A autora nascida na Coréia do Sul usa seu próprio país como ambiente para a trama. De acordo com a entrevista concedida à VEJA, Yeonghye e Han Kang são mulheres que possuem a determinação como característica em comum — além de questionarem os lados sombrios e dignos da humanidade. Na narrativa, podemos encontrar uma jovem que, com uma única decisão, desencadeia traumas e causa discórdia no ambiente familiar: após acordar de inúmeros pesadelos violentos, Yeonghye opta por parar de comer carne. Mais tarde, com o propósito de deixar de causar e sentir dor para sempre, Yeonghye chega à conclusão de que deve virar uma árvore e passa a consumir apenas água. Pelos olhos e julgamentos de seu marido, seu cunhado e sua irmã, é possível enxergar o abuso que a cerca desde a infância.

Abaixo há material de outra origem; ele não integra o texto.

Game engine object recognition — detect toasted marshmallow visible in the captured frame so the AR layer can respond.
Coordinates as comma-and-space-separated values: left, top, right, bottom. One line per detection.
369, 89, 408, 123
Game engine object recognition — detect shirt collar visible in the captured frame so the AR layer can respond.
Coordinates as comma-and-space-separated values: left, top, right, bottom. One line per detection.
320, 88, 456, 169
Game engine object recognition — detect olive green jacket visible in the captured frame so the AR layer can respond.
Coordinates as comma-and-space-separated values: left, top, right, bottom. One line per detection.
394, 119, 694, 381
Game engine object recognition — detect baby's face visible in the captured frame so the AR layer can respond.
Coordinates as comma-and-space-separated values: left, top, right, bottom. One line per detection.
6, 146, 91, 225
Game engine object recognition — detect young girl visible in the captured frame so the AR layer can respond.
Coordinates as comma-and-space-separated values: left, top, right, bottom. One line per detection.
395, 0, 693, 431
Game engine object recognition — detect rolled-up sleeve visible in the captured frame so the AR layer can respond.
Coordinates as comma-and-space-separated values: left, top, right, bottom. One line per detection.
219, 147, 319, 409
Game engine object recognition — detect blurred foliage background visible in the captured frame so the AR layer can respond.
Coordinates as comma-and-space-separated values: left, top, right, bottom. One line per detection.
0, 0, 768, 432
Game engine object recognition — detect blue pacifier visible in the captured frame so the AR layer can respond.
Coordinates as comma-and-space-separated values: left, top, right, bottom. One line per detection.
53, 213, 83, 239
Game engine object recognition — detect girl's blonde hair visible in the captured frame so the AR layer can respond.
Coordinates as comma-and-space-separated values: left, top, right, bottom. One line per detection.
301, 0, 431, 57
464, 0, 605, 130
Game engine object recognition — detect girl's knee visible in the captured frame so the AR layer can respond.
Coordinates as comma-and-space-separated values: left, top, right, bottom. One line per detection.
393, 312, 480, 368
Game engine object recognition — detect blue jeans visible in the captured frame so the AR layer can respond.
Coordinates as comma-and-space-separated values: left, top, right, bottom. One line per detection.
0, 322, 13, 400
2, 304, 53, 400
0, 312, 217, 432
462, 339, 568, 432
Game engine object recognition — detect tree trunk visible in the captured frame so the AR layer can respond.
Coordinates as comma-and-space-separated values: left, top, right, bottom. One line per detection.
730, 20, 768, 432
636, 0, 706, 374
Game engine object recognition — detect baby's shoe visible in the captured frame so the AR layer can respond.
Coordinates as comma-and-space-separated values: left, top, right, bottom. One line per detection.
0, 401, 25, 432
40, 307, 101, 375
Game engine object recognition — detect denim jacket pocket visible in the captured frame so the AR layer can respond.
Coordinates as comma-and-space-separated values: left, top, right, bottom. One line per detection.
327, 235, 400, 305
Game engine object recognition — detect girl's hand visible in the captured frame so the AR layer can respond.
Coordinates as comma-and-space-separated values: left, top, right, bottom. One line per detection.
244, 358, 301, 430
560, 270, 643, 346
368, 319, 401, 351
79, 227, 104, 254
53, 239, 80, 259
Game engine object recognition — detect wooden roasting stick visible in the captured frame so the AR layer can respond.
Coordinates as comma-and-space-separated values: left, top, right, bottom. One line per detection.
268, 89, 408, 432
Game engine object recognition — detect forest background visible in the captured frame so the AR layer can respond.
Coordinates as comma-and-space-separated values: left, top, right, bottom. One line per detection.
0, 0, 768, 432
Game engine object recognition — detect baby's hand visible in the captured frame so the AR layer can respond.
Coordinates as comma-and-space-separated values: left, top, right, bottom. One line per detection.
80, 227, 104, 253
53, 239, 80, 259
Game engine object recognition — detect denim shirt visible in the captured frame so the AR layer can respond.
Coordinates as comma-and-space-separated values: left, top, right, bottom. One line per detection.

“Só confio nos meus peitos. Gosto dos meus peitos, porque com eles não posso matar nada nem ninguém. Afinal, mãos, pés, dentes e língua, qualquer coisa com apenas três centímetros, tudo pode servir de arma, é capaz de matar e machucar. Até mesmo o olhar. Os peitos, não. Enquanto eu tiver esses seios redondos, estarei bem. Ainda estou bem. Mas por que será que meus peitos estão diminuindo? Já nem são mais arredondados. Por quê? Por que estou emagrecendo? Estou ficando tão afiada; será para cortar o quê?”

Para o marido, Yeonghye nunca foi sequer atraente. A descrição que ele faz da esposa logo no início do livro demonstra o quanto a despreza — “Acabei me casando porque ela não tinha nenhum charme especial, e também por não ter notado defeitos gritantes. Uma personalidade dessas, sem frescor, brilhantismo ou refinamento, me deixava confortável”, basicamente porque, dessa maneira, ele não se sentia inferior à parceira e tampouco a necessidade de ser bom. Quando Yeonghye se tornou vegetariana, seus novos hábitos e ações fizeram com que o homem a visse como uma “maluca”, resultando até mesmo no ódio crescente seguido de divórcio.

O cunhado, entretanto, guarda um segredo desde que a conheceu. Com muitos projetos escritos e desenhos engavetados, havia um trabalho em especial em seu caderno de rascunhos — algo que o produtor de vídeos artísticos deveria manter distante de quaisquer bisbilhoteiros: os rabiscos de um homem e uma mulher nus, cobertos por flores. O corpo feminino, mesmo que sem rosto, representava alguém: Yeonghye. E Yeonghye era um fetiche sexual.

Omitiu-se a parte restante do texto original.